Originally posted by Grand_Moff_Gav
When someone is created just because God knows the ultimate destination of their life doesn't mean it isn't up to the person to choose.The problem here is our concept of time- someone studying History in the 45th Century might be learning that Obama instituted a second holocaust...that doesn't mean that Obama is fixed to that fate- it up to him to choose...
That doesn't even make sense. If they're studying the history of it, it happened. It had to happen that way because that's how it did happen.

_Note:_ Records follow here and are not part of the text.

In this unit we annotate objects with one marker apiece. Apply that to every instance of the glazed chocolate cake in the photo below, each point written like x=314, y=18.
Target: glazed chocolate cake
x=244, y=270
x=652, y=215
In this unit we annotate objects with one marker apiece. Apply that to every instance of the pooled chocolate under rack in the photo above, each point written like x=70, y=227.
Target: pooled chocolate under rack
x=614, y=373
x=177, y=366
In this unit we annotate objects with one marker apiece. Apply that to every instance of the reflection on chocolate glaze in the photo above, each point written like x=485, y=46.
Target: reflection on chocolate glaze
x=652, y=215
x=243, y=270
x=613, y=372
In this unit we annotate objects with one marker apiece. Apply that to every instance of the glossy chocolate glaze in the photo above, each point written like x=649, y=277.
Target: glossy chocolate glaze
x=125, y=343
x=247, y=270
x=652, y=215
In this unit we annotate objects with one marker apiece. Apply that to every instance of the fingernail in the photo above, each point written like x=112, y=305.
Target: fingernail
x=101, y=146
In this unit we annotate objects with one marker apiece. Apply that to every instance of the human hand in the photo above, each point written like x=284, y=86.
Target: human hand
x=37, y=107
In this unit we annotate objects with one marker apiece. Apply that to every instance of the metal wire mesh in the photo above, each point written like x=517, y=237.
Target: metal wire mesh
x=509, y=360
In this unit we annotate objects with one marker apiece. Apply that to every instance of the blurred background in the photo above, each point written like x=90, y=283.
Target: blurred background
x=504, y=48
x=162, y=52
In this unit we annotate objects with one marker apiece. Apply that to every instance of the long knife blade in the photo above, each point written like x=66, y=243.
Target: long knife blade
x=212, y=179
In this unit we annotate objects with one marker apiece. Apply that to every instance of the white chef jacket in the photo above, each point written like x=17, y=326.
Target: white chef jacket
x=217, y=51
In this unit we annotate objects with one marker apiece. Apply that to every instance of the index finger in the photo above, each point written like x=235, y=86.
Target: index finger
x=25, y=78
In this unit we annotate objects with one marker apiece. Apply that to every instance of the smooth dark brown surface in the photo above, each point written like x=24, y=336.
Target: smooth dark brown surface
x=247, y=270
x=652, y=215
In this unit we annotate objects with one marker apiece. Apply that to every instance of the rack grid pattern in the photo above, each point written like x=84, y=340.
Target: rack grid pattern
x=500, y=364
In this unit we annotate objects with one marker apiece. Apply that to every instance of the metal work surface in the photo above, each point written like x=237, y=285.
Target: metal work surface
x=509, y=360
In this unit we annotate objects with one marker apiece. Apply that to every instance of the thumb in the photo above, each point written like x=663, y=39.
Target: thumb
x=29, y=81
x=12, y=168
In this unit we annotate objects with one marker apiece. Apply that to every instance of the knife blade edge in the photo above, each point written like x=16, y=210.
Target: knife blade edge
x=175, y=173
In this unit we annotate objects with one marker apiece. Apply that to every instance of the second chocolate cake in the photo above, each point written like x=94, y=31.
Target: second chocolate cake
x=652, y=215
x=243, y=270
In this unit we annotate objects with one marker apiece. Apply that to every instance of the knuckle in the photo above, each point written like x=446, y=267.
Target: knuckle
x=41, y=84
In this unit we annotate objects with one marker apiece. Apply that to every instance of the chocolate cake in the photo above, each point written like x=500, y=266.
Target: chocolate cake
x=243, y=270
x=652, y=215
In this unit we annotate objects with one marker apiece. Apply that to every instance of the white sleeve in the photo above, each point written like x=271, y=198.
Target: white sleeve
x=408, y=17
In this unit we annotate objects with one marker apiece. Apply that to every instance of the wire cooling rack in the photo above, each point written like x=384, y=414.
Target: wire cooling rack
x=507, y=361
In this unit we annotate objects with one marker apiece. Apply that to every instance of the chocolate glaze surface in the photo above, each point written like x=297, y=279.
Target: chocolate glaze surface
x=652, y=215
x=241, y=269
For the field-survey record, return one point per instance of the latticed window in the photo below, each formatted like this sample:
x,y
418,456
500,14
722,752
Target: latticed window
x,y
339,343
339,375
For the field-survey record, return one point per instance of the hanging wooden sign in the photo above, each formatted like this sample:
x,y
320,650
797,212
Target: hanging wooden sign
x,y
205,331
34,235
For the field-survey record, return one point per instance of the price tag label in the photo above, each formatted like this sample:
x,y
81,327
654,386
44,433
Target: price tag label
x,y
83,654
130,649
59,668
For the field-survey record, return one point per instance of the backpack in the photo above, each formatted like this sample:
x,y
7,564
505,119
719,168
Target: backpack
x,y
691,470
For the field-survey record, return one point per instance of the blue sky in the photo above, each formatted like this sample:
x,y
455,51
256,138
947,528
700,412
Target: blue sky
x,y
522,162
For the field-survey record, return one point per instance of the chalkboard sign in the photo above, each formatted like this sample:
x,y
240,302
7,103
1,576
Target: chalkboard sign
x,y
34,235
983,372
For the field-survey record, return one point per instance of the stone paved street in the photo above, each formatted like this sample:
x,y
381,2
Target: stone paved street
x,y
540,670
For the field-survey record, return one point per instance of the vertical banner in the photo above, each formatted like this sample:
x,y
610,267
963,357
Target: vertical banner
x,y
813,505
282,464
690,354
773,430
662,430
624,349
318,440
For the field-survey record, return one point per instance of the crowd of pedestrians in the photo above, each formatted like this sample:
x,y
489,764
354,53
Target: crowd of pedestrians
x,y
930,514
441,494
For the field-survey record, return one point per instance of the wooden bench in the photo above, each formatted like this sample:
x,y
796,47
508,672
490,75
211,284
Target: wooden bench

Yes, we choose things. We make decisions from among myriad possibilities on a daily basis. Yet we had to make those choices, and could have made no others. There's a cause for each action, whether it's a large, identifiable cause, or a cause that is so small and imperceptible that we can't actively record it because it deals with brain processes that we can't track. And a cause that precedes the actions that lead to the decision. So on and so forth. Causality. Simple enough.
But Christians seem to think we actually could pick something else. Say you're deciding between vanilla and chocolate. You're torn. You choose chocolate. Now rewind existence to before the choice and run it again. You aren't aware of the first iteration, and all the particulars of the situation, down to a sub-atomic level, are the same. You'd pick chocolate. Run it a million times, you'd pick chocolate. What is it that gives free will then? What makes Christians believe that if you did that, sometimes you'd pick chocolate and others vanilla? God does. Yet, how is it "free" if some divine randomness is inserted into the equation? It isn't "you" making the decision....meaning, the physical (and even metaphysical) aspects of yourself causally affecting one another to make a decision. That's determinism, and would be the only way we'd actually be free in the sense that we determine our actions for ourselves. How is it that our actions, and ours alone, are outside causality? How is everything we do not determined by that which comes before it? It isn't in a Christian paradigm.
Pseudo-scientific attempts to sneak free will in the back door that is quantum mechanics have also been thoroughly debunked and called into question. We have no rational reason for believing everything we do isn't determined by that which precedes it.
So yes, we choose things all the time. But free will is thrown around far too often without justification. Perceiving a choice, and having a choice (both of which we do), isn't the same as saying the choice will be made a certain way, and could be no other way. Issuing God paradoxes like this one is starting with a flawed premise, because Christian free will is logically impossible to begin with.